Besides it looking very tired it was too large for my trip overseas so when Andi Satterlund from Untangling Knots posted about Knitting at Parties, she shared a link for the perfect little knitting bag.

The Reversible Sock Knitting Project Bag  by Very Shannon.

I have quite a bit of the Vera Bradley fabric in my "bag stash" and have used it previously making a Spice of Life bag which unfortunately stays in the cupboard.  I've realised that even though I love the fabric I will enjoy it a lot more making accessories for my knitting.

I have used both the large floral and added the large border to add some interest to the side of the bag.

For the lining I used the smaller patterned fabric.

I cut a strip of the large floral and used the smallest Fasturn tube to make the cord.

This was the perfect size bag for my trip.  I did take the cotton facecloth that I was knitting and a skein of wool as well as 2 pairs of interchangeable needles for my circular needles for the knitting class I did at the Sewing & Stitchery Expo

The facecloth is now finished and although not perfect I am feeling a lot more comfortable with the "continental style" of knitting.

2016 Stash Out: 3.4 m
2016 Stash In: 15 m

Wednesday, April 6, 2016

Shorts for the man

Every now and then I plan to make a garment for Mark and seeing I had already made him two Strathcona Henely t-shirts and had purchased the Jutland Pants from Thread Theory, I thought a new pair of shorts was in order.

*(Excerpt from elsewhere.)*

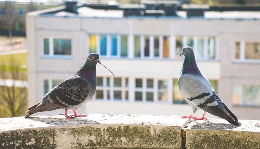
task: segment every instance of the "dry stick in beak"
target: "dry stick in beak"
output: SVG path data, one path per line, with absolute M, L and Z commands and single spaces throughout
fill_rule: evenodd
M 113 75 L 114 75 L 114 77 L 115 77 L 115 78 L 116 78 L 116 79 L 117 79 L 117 78 L 116 77 L 115 75 L 115 74 L 113 74 L 113 73 L 112 72 L 111 72 L 111 71 L 110 71 L 110 70 L 109 70 L 109 69 L 108 69 L 108 68 L 106 68 L 106 66 L 105 66 L 104 65 L 103 65 L 102 64 L 101 64 L 101 62 L 100 62 L 100 61 L 96 61 L 96 60 L 93 60 L 93 59 L 90 59 L 90 58 L 86 58 L 86 57 L 82 57 L 82 58 L 86 58 L 86 59 L 89 59 L 89 60 L 92 60 L 92 61 L 96 61 L 96 62 L 97 62 L 98 63 L 99 63 L 99 64 L 101 64 L 102 65 L 102 66 L 104 66 L 104 67 L 105 67 L 105 68 L 106 68 L 106 69 L 107 69 L 107 70 L 108 70 L 108 71 L 109 71 L 109 72 L 111 72 L 111 74 L 113 74 Z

Mark does own a pair of red shorts so I didn't feel that purchasing this burnt orange would be too much except my sewing buddies keep telling me it is my colour.

I then had some fun finding some manly cotton fabric for the pocket bags, waistband lining and bias binding.

My madness is based on the fact that Mark has a 30" waist and last year I found it extremely difficult to find pants/trousers in this size and as he prefers not to wear a belt it looks like I could have a new job.

So I cut out a size 30" and then couldn't make up my mind if I was going to do patch pockets or welt pockets.

Welt pockets won, but it has been a long time since I have done these and I'm glad his RTW shorts have the bar tacks at the end of the pockets as this has helped cover my overcutting.

Even though I wasn't completely happy with the welt pockets I decided to still make these as I wasn't sure that the pattern 30" waist would be equal to Mark's real waist.

All seams are flat felled and I have used bias strips for around the edge of the fly.

Again my sewing machine didn't like the buttonhole so I have again used the tutorial I used for my Jeans.

I found this button in my button jar and think it works perfectly for these shorts.

Mark found the waist to be very comfortable but did comment that these are a slim fit in the legs.  So next time I will add a some extra width in the front leg and see how that goes.

This is at the end of the day.

Now the fabric for these shorts were counted in the 2015 totals, but I attended the Sydney Spoolettes Fabric Destash event last Sunday and donated the green/black mesh knit that you can see at the top left hand of the picture below.  This was purchased during our trip to the USA back in 2011 and now I can only see the black in it so I am very happy it has found a new home.